The allocation key is a subject EU budget commissioner Johannes Hahn will probably be grilled on at the latest FT-Bruegel livestream event on Tuesday. You can join in from 14.00 (CET) and send in your questions for the commissioner via Slid.do using #eu2020
Turkey will retaliate if the EU imposes further sanctions on Ankara, Mevlut Cavusoglu, foreign minister, vowed on Monday after a meeting in the capital with EU foreign policy chief Josep Borrell. Mr Cavusoglu said his country would be forced to “respond” if the European bloc follows through on the possibility raised by France of further punitive measures to add to those already enforced over Turkey’s drilling for gas in waters off Cyprus.
Is a Joe Biden presidency better for EU-US relations? © AP
Banking on Biden
Alexander Soros thinks a Joe Biden presidency has the potential to reverse years of damage in EU-US relations under Donald Trump. He says the Democratic leader can revolutionise US foreign policy, give European telecoms industries a boost in the US and help wean the continent off Russian gas (Project Syndicate):
“A Biden administration would uphold its end of any bargain, and would be trusted to maintain America’s commitments to partners and allies around the world. The only question is whether Europe, too, would be prepared to make the tough choices needed to reinvigorate the alliance.”

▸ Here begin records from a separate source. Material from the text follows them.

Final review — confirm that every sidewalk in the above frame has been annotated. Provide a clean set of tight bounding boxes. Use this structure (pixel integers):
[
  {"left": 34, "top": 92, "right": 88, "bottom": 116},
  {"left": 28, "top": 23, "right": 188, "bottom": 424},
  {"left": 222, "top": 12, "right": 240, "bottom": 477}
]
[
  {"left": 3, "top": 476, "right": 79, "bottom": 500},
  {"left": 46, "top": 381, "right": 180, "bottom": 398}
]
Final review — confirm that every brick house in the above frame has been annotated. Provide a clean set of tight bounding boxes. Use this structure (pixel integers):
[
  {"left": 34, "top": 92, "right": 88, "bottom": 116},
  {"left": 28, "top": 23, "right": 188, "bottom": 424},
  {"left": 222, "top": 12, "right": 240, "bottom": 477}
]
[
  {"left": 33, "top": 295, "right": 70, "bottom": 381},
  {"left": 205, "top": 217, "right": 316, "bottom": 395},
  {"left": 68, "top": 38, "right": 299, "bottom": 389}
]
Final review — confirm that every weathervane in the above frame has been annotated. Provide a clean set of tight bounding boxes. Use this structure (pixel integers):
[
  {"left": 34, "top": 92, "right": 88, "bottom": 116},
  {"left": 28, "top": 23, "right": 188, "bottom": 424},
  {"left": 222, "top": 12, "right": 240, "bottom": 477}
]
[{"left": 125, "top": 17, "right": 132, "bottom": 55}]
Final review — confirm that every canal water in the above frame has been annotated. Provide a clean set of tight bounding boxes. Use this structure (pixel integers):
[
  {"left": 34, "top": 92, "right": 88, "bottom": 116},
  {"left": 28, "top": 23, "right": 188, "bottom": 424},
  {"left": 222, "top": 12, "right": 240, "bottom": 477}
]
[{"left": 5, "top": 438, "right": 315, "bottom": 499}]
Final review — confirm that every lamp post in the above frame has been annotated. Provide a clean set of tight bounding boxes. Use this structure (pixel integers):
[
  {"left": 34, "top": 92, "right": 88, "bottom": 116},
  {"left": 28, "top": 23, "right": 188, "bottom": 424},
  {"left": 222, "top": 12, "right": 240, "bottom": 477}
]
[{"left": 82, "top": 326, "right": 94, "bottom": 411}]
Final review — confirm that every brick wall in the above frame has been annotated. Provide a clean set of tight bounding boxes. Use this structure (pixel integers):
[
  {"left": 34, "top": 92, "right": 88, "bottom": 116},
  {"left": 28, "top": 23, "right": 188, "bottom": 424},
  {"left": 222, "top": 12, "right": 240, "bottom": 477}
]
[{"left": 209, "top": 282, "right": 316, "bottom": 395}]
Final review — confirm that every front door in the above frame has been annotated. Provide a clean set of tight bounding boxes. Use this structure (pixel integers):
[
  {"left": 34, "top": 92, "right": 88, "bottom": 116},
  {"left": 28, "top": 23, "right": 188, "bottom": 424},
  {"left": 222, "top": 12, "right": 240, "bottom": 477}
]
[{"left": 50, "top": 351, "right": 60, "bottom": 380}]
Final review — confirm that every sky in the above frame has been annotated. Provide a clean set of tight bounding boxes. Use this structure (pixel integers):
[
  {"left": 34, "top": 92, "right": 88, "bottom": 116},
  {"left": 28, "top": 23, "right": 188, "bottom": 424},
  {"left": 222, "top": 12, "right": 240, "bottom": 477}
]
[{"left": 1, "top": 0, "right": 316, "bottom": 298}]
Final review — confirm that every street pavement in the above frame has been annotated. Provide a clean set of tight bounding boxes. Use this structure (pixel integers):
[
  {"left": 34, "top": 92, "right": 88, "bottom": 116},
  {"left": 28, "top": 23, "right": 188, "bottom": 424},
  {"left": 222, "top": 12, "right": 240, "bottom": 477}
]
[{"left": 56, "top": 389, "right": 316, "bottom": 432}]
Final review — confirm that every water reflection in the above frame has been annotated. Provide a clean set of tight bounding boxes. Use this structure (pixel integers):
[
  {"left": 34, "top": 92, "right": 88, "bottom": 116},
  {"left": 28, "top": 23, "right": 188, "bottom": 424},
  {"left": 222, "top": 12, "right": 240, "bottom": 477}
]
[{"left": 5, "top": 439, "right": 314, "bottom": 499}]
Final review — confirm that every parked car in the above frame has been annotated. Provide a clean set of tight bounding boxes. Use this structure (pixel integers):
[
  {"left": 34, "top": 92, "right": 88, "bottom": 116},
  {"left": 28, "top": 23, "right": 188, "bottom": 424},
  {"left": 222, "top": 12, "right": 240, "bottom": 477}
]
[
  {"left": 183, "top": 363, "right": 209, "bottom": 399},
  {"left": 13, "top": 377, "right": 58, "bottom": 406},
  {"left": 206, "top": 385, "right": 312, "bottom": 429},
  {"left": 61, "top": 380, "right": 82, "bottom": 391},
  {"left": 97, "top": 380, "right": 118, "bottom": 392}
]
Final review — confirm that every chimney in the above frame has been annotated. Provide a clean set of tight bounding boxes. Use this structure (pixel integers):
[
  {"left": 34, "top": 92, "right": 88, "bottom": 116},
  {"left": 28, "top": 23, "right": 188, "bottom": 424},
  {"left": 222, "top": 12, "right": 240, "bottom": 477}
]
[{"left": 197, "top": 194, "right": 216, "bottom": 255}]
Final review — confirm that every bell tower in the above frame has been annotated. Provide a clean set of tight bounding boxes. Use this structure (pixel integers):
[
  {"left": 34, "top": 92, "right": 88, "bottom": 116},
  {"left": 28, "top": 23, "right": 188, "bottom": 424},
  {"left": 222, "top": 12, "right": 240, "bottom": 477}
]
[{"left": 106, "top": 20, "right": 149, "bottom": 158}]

Sorry seems to be the hardest world
The European Commission’s chief spokesperson has refused to apologise for Ursula von der Leyen’s appearance in a campaign video for Croatia’s ruling rightwing — and increasingly nationalist — HDZ party. The commission has said it erred in using a backdrop of the EU institution’s headquarters in the clip, which Ms von der Leyen insists was intended to be made in a personal capacity. Brussels also blames “the post-production phase” in Zagreb, when her job title was added. But her spokesperson said von der Leyen believed it was good for commissioners to “engage in active political life”. Sam Morgan at Euractiv wonders why the president doesn’t have better things to do with her time than get involved in Croatian domestic affairs.
Amélie de Montchalin, France’s former Europe minister, has been promoted as civil service minister © AFP via Getty Images
Bonjour à nouveau
France’s reshuffled government has taken shape, with new faces but also continuity in the major offices of state. Big hitters Jean-Yves Le Drian and Bruno Le Maire remain as foreign and economy ministers, respectively. Amélie de Montchalin, formerly Europe minister, has been promoted to a more senior ministerial role in charge of modernising the civil service. The first cabinet meeting of the new government takes place this Tuesday afternoon.
Bank to the future
Luxembourg’s Pierre Gramegna, an advocate of close ties between the City of London and the EU, says Britain’s hardline negotiating position risks undermining the new arrangements for market access.
Authorities in Spain are seeking to reassure people about the spread of Covid-19 after restrictions on mobility were put in place in Segrià in Catalonia, in the north-east, and in A Mariña county in the north-western region of Galicia following outbreaks in both areas.
Coming up on Tuesday
EU economics commissioner Paolo Gentiloni unveils Brussels’ latest economic forecasts at 10.00 (CET). Budget commissioner Hahn discusses the upcoming EU summit and recovery fund with the FT and Bruegel at 14.00 (CET). EU justice and home affairs ministers meet by video conference in the morning.